La guerra de Irak se trasladará al aire

En las últimas semanas se ha especulado mucho sobre la posibilidad de que el presidente Bush, ante la caída de los índices de aprobación y las discrepancias dentro de su propio partido, empiece a retirar tropas estadounidenses de Irak el próximo año. Lo mejor que le puede ocurrir a la Administración es que las elecciones parlamentarias previstas para el 15 de diciembre produzcan un Gobierno de coalición que llegue a un acuerdo con EE UU para iniciar la retirada de las tropas a partir de la próxima primavera. La Casa Blanca confía en que, para entonces, el nuevo Gobierno sea capaz de hacerse cargo de los rebeldes.
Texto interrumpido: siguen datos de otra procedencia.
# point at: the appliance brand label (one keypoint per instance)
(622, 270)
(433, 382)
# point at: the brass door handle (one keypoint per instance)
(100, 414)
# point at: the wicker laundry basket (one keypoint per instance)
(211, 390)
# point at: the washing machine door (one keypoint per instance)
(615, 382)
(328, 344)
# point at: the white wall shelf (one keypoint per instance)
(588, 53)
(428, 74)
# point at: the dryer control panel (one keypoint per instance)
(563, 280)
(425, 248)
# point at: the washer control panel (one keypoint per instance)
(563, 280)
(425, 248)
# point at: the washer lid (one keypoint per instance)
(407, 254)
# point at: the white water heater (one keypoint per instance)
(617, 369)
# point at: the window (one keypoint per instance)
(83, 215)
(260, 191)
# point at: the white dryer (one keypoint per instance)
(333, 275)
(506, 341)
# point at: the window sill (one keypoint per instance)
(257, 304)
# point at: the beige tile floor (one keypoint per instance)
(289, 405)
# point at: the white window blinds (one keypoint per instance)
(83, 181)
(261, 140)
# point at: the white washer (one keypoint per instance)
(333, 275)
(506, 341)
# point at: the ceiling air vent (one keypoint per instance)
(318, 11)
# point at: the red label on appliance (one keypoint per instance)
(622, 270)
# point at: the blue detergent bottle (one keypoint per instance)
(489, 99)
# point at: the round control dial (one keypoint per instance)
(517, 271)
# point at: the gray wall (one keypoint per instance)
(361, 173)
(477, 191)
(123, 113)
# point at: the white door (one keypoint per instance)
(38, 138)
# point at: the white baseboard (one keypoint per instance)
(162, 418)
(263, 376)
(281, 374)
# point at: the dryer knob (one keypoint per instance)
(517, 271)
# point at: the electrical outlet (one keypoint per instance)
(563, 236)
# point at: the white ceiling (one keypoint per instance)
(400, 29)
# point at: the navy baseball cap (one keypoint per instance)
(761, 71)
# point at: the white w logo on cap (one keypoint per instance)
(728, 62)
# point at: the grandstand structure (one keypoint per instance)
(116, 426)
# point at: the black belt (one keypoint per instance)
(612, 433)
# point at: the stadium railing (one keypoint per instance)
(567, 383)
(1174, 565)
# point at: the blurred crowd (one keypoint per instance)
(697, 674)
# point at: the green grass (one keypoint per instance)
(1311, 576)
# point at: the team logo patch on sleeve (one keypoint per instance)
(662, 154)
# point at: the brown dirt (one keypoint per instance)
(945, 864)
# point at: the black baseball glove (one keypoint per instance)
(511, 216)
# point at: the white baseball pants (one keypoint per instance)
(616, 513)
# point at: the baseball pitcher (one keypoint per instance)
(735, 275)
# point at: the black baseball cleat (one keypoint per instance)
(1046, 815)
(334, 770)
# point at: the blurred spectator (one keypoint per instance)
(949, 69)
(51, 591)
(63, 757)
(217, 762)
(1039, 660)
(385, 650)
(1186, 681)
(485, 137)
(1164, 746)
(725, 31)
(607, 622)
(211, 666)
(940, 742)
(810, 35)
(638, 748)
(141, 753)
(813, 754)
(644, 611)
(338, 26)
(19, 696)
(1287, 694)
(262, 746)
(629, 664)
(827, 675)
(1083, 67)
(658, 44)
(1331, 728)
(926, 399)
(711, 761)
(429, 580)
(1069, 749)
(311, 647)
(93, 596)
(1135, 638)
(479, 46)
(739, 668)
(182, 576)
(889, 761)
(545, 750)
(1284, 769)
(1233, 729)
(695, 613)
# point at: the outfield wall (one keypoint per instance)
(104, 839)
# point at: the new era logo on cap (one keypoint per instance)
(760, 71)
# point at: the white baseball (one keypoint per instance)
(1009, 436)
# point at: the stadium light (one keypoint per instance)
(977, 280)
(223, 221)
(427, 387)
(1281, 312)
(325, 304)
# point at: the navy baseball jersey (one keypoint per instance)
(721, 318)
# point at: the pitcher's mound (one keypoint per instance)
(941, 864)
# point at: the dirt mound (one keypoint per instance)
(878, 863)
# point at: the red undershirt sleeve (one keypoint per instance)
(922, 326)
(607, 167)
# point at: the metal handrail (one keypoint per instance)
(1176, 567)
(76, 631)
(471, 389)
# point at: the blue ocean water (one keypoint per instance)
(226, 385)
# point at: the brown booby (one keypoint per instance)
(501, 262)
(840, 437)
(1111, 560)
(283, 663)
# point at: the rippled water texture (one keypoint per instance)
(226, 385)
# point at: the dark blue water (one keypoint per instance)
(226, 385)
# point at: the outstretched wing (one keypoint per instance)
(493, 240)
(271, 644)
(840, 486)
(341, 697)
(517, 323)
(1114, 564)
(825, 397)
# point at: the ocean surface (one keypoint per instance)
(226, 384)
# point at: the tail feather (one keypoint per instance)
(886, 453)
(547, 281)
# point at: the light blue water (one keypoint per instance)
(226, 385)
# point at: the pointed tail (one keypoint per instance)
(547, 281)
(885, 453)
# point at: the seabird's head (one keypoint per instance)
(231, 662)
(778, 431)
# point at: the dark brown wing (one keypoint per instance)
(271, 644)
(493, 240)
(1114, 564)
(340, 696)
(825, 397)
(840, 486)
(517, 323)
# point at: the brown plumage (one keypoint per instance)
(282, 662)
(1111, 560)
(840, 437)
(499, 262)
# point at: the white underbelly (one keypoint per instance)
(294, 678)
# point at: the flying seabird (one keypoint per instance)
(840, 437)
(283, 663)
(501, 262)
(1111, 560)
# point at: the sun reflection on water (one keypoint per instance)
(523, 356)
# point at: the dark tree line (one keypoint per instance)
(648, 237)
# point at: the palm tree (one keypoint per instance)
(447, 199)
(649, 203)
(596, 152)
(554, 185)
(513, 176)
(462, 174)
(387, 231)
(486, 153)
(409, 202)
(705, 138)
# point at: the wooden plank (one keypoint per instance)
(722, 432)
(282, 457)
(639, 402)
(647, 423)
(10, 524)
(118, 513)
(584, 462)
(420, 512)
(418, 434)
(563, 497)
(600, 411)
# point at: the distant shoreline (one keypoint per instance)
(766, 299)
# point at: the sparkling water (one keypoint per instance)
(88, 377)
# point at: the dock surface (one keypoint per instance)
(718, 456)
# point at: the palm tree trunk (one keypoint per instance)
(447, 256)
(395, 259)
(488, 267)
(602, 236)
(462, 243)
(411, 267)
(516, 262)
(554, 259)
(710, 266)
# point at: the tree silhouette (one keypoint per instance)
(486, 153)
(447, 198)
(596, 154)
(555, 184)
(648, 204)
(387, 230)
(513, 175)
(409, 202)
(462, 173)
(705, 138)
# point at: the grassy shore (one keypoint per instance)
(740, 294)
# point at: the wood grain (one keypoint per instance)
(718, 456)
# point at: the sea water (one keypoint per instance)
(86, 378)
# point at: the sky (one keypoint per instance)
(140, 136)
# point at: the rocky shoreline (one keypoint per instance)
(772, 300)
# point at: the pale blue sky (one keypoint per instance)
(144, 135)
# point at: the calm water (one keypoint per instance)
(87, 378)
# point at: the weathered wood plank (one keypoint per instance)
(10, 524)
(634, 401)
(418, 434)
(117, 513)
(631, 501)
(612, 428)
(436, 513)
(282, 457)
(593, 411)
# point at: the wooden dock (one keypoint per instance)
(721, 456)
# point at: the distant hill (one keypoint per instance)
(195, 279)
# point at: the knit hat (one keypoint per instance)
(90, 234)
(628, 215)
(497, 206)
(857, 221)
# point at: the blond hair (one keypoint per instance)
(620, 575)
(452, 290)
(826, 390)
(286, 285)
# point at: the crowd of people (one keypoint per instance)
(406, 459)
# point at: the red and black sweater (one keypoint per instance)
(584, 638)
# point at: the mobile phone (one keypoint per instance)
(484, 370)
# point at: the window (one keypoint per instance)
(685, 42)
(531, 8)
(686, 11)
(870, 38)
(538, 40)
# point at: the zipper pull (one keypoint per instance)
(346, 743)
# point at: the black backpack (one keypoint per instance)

En un discurso pronunciado el 19 de noviembre, Bush repitió el último lema de su Gobierno: "A medida que se pongan en pie los iraquíes, nos retiraremos nosotros". Y añadió: "Cuando nuestros jefes militares sobre el terreno me digan que las fuerzas iraquíes pueden defender su libertad, nuestras tropas volverán a casa con todos los honores merecidamente ganados". Las presiones políticas para que la Casa Blanca empiece a preparar la retirada pudieron vislumbrarse hace dos semanas, cuando la secretaria de Estado, Condoleezza Rice, declaró a Fox News que no sería necesario mantener el nivel actual de presencia estadounidense "durante mucho más tiempo", porque los iraquíes estaban aprendiendo a luchar cada vez mejor contra los rebeldes.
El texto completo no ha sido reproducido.